Emsal Mahkeme Kararı İstanbul Anadolu 2. Asliye Ticaret Mahkemesi 2015/562 E. 2018/514 K. 03.05.2018 T.

Görüntülediğiniz mahkeme kararı kesinleşmiş bir karardır.

T.C. İstanbul Anadolu 2. ASLİYE TİCARET MAHKEMESİ
ESAS NO : 2015/562 Esas
KARAR NO : 2018/514
DAVA : Menfi Tespit (Hizmet Sözleşmesinden Kaynaklanan)
DAVA TARİHİ : 29/05/2015
KARAR TARİHİ : 03/05/2018
Mahkememizde görülmekte olan Menfi Tespit (Hizmet Sözleşmesinden Kaynaklanan) davasının yapılan açık yargılaması sonunda,
GEREĞİ DÜŞÜNÜLDÜ:
Davacı vekili dava dilekçesiyle özetle; taraflar arasında…… Noterliği’nin …… tarih ve…… yevmiye numaralı düzenleme şeklinde gayrimenkul satış vaadi ve düzenleme şeklinde kat karşılığı inşaat sözleşmesinin imzalandığını, müvekkilinin toprak sahibi, davalı …’in ise müteahhit sıfatı ile hareket ettiğini, davalı … tarafından diğer Davalı … aleyhine İstanbul Anadolu 18. İcra Müdürlüğü’nün ……. E. Sayılı dosyası ile……TL bedelli bonoya dayalı takip başlatıldığını, davalı alacaklı tarafından, takipten dolayı müvekkiline 17/03/2014 tarihinde İ.İ.K. 89/1. maddesi uyarınca birinci haciz ihbarnamesinin gönderildiğini, müvekkilinin sözleşme edimlerinin tamamını yerine getirmesi ve borçlu olmaması nedeniyle itiraz etmesine rağmen İ.İ.K. 89/2. fıkrası uyarınca 2. Haciz ihbarnamesinin gönderildiğini, itiraz etmesi üzerine İ.İ.K. 89/3. fıkrası uyarınca haciz ihbarnamesinin gönderildiğini, fakat müvekkiline usulüne uygun tebliğ edilmediği halde, usulsüz olarak müvekkilinin ….. İli, …… İlçesi’nde bulunan taşınmazlarına haciz konulduğunu ve taşınmazların satıldığını, yapılan tüm işlemlerin usulsüz olması sebebiyle icra takibinin tedbiren durdurulmasını, icra dosyasına yatan paranın alacaklıya ödenmemesi yönünde tedbir kararı verilerek borçlu olmadığının tespitine karar verilmesini talep ve dava etmiştir.
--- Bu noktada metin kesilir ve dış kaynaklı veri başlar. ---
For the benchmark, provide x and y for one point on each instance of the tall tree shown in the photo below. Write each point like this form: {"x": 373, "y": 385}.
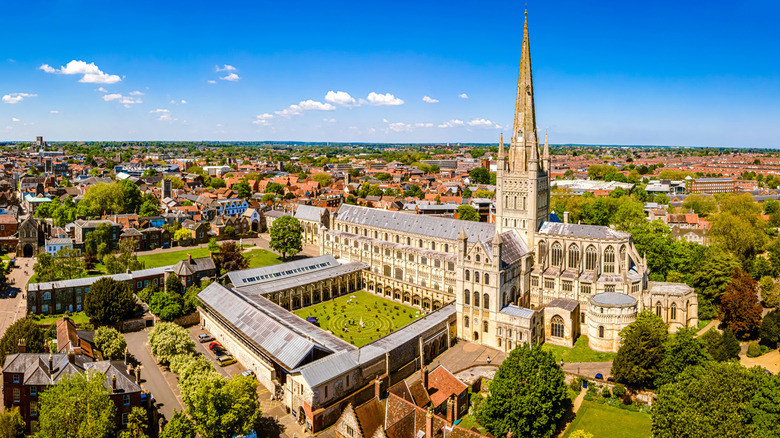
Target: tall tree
{"x": 740, "y": 309}
{"x": 641, "y": 351}
{"x": 286, "y": 236}
{"x": 527, "y": 395}
{"x": 109, "y": 301}
{"x": 78, "y": 406}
İstanbul Anadolu 28. Asliye Hukuk Mahkemesi’nin görevsizlik kararı üzerine yargılamaya Mahkememizde devam olunmuştur.
Dava İİK nun 89. Maddesine göre gönderilen haciz ihbarnamesinden sonra takip alacaklısına karşı açılan menfi tespit davasıdır.
Davacı taraf, kendisine takip dosyasından gönderilen haciz ihbarnamesine usulsüz tebliğ nedeniyle, süresinde itiraz edemediği ve borç zimmetinde sayılması üzerine bu davayı açmıştır. Dolayısıyla uyuşmazlığın temelinde, davacıya gönderilen haciz ihbarnamesinin yasaya ve gerçeğe uygun olup olmadığı konusu yatmaktadır.
Bu durumda uyuşmazlığın bir ticari dava olduğundan söz edilemez. Zira dava ne tarafların ticari işletmeleri ile ne TTK’nunda düzenlenen konulardan ne de TTK’nun 4. Maddesinin alt bendlerinde sayılan hususlarla ilgilidir. Net olarak uyuşmazlık İİK’nun uygulanması konusu ile ilgili bulunmaktadır.
Kısaca uyuşmazlık TTK’nun 4. Maddesinde tarif edilen nitelikte bir ticari iş olmadığından, TTK’nun 5. Maddesine göre Asliye Ticaret Mahkemelerinde görülemez.
Görev kuralları yasa ile belirlenmekte olup, kamu düzenine ilişkin bulunduğundan, yargılamanın her aşamasında hakim tarafından resen gözetilmek zorundadır.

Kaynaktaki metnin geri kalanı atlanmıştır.